Un momento magico per la Lega di Umberto Bossi. Ma non durò molto, perché alle elezioni politiche del 1994 la neonata Forza Italia di Silvio Berlusconi sottrasse buona parte dei consensi ai leghisti. Formentini, comunque, resta una delle figure di riferimento dell’inarrestabile crescita del Carroccio all’inizio degli anni Novanta. Nato a La Spezia il 14 aprile 1930, vedetta partigiana giovanissimo nel 1944, si diploma al liceo classico e si laurea in Giurisprudenza a Pisa con 110 e lode. Viene assunto dalla Comunità economica del carbone dell’acciaio (Ceca). Lavora “in Europa’’ per 13 anni, fa carriera da burocrate, ma nel 1970, quando nascono le Regioni, va a lavorare per la Regione Lombardia, segretario della Giunta presieduta da Piero Bassetti. In quegli anni Formentini è iscritto al Psi, legge i saggi dell’economista John Kenneth Galbraith, però non rinnega la passione per il liberale Adam Smith. Nel 1975 lascia il Pirellone e ricomincia dal settore privato, prima all’Assider, poi all’Isa.

Abbandona i socialisti, perché non simpatizza per Bettino Craxi, e si disinteressa per più di un decennio dell’attività politica.

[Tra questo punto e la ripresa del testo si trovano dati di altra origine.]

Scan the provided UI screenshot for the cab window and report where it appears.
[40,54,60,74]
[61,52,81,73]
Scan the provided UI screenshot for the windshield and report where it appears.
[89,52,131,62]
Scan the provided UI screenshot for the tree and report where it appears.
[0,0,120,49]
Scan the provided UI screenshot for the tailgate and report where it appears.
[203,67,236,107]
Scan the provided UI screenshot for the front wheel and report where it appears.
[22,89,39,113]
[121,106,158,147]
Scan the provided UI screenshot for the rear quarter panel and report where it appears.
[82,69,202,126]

Fino all’incontro fatale con Bossi nel 1990. Il segretario della Lega invita Formentini a un incontro dopo aver letto un libro scritto dall’allora manager: Saggio sulla questione italiana. Democrazia occidentale o Paese del Terzo Mondo?. È un colpo di fulmine. "Andai a quel colloquio politicamente depresso, ne uscii vedendo la luce in fondo al tunnel", ha raccontato Formentini qualche anno dopo.

La sua ascesa è fulminea: nella primavera del 1990 si iscrive al Carroccio, alle Politiche del 1992 viene eletto deputato e il Senatùr lo sceglie come capogruppo alla Camera. Sono gli anni del cappio in Parlamento sventolato dal lumbard Luca Leoni Orsenigo. Formentini, di temperamento moderato, si cala nel ruolo di leghista duro e puro e non si tira indietro quando Bossi gli propone la candidatura a sindaco di Milano. Il suo operato a Palazzo Marino procede tra alti e bassi, perde quasi subito la maggioranza in Consiglio comunale, ma punta sul centro storico pedonale, fa sgomberare il centro sociale Leoncavallo e lascia briglia sciolta all’assessore alla Cultura, il critico d’arte Philippe Daverio, morto lo scorso settembre.

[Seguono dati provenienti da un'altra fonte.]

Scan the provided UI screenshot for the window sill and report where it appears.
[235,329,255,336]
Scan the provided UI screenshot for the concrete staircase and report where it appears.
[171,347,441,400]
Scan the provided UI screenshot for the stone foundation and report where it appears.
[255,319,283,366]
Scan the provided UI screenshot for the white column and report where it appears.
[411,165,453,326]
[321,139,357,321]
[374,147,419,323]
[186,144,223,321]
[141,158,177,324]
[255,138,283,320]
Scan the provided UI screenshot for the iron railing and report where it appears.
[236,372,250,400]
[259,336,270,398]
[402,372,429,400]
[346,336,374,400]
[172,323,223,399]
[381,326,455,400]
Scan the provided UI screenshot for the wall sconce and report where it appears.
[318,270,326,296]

Nel 1997, con la Lega ormai indipendentista e non più alleata di FI, Formentini si ricandida però non raggiunge neanche il ballottaggio. Gli anni d’oro del Carroccio a Milano sono ormai alle spalle. Già eurodeputato dal 1994, nel 1999 viene rieletto ma subito dopo lascia la Lega in polemica con la svolta secessionista del Senatùr e la rottura con Berlusconi. Nel 2004 si ripresenta alle Europee con l’Ulivo. Non viene eletto, poi aderisce alla Margherita e nel 2007 sostiene Rosy Bindi alle primarie del Pd. Nel 2008 sceglie la Democrazia cristiana per le autonomie di Gianfranco Rotondi, prima di lasciare definitivamente la politica attiva.